Opera Unite could lead to ‘fog computing’ age

Opera Software ASA has embedded a new beta feature in its Opera 10 Web browser that can turn any users’ PC into a fully fledged Web server. But according to one industry observer, if Canadian users catch on, the browser could lead to a slew of legal, regulatory and security challenges.

The Norway-based company launched Opera Unite on Tuesday, calling the application platform a “natural step” in the evolution of the Internet, where online users are no longer at the mercy of server hosting providers. CEO Jon von Tetzchner said the feature would enable every single computer to act as a two-way street on the Web, freely able to share information and services with whoever they want.

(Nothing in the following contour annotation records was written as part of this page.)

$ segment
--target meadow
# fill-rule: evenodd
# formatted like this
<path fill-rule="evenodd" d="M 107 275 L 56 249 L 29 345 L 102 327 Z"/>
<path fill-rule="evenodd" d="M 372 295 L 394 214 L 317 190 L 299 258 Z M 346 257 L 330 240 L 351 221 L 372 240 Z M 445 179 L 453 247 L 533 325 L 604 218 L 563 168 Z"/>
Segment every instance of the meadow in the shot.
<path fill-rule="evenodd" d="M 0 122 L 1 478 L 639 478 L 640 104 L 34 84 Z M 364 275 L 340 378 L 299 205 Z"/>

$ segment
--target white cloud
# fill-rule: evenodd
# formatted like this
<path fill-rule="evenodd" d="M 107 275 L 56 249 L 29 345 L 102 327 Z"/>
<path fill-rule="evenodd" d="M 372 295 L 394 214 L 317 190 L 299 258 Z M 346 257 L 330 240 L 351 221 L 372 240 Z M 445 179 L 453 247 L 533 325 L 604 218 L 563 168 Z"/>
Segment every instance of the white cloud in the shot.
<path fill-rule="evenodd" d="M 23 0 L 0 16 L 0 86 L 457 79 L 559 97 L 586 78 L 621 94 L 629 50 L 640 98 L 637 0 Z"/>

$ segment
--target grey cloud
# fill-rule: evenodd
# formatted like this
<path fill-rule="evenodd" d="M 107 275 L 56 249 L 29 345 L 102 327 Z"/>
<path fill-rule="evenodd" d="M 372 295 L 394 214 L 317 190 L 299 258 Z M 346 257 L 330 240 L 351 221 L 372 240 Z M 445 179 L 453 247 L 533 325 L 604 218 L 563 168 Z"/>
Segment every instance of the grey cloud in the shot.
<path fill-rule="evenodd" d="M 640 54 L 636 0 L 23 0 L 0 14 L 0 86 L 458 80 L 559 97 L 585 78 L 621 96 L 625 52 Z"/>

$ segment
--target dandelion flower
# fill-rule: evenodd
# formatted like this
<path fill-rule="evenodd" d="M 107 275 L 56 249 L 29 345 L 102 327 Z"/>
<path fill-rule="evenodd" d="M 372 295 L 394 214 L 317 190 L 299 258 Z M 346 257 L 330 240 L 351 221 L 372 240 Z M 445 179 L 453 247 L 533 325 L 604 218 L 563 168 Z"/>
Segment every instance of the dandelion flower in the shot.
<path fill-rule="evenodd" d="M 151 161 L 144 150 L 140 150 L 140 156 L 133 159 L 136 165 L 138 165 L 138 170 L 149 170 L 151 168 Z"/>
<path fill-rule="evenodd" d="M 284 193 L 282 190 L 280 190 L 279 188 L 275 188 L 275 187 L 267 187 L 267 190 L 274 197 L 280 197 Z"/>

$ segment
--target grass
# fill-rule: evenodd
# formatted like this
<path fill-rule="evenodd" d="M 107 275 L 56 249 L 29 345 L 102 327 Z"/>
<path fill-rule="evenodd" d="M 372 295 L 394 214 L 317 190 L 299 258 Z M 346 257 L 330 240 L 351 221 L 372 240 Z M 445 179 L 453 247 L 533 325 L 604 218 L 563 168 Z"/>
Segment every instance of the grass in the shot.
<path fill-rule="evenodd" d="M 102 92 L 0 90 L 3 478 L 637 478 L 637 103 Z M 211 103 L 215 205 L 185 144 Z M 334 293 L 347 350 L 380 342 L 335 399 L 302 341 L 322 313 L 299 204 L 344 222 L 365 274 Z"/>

“People have been talking about Web 2.0, maybe this is Web 5.0,” he said in a Webcast. “We tend to be a few years ahead of the curve on these things.”

In addition to offering a Web hosting feature, the beta release of Unite also comes with a handful of embedded services, including a file sharing application which allows users to select the files they want to share and the access control rights (private, public or password protected) they wish to set.

Once you choose a name for your PC, Opera will be able to create a custom URL — which will work with any Web browser — to give out to incoming users.

Other embedded services include a media player, a photo sharing application, a chat room and a chalkboard-style social networking tool dubbed “Fridge” which allows users to leave each other notes in real-time.

While users are given the option to run the browser hidden in the background, all of Unite’s Web server and embedded service capabilities will shut down when the Opera browser is closed.

Duncan Stewart, director of research at Deloitte Canada covering technology, media and telecommunications, called Unite a “neat idea” but warned of the network security, piracy and system stability concerns that the concept could bring.

“The ISP world is definitely not ready for this,” he said. “As a matter of fact, under the terms of service that many people have with their ISPs, especially if they’re on broadband, it specifically says, ‘thou shalt not act as thy own server.’”

Just from the topology of the traditional shared broadband network, Unite’s functionality could give many ISPs and broadband providers’ conniption fits, he added. “The network architecture is not currently built to support this.”

In addition to network concerns, Unite could also make piracy and cyber criminal enforcement efforts more difficult, as users move away from third-party hosting services to their own private hosting model, Stewart said.

“If every computer in the world ran Opera Unite instead of going to a cloud that Google, IBM or some hosting provider owns, the new cloud would be every computer in the world,” he said, referring to it as fog computing.

“Instead of it being something white and fluffy that’s 10 miles away and looks like a sheep, it’s this grey, amorphous mass that you’re inside of and you might have some trouble finding your way around. Fog is also something that hides you, and pirates at sea especially like fog to move around undetected.”

As of now, many of these Unite issues will probably fly under the radar in Canada simply because the adoption rate for the browser is incredibly low, said IDC Canada Ltd. senior research analyst Kevin Restivo.

“IT pros are likely going to appreciate the ambitious effort of Opera Unite, but in general, I wouldn’t expect a parade of people to depart from their existing applications and migrate to Opera.”

Opera’s chief development officer Christen Krogh said the company is hoping the development community will help create more Unite services in the coming months. He added that Opera was working on extending the Unite feature to mobile phones, but would not specify any additional details on those plans.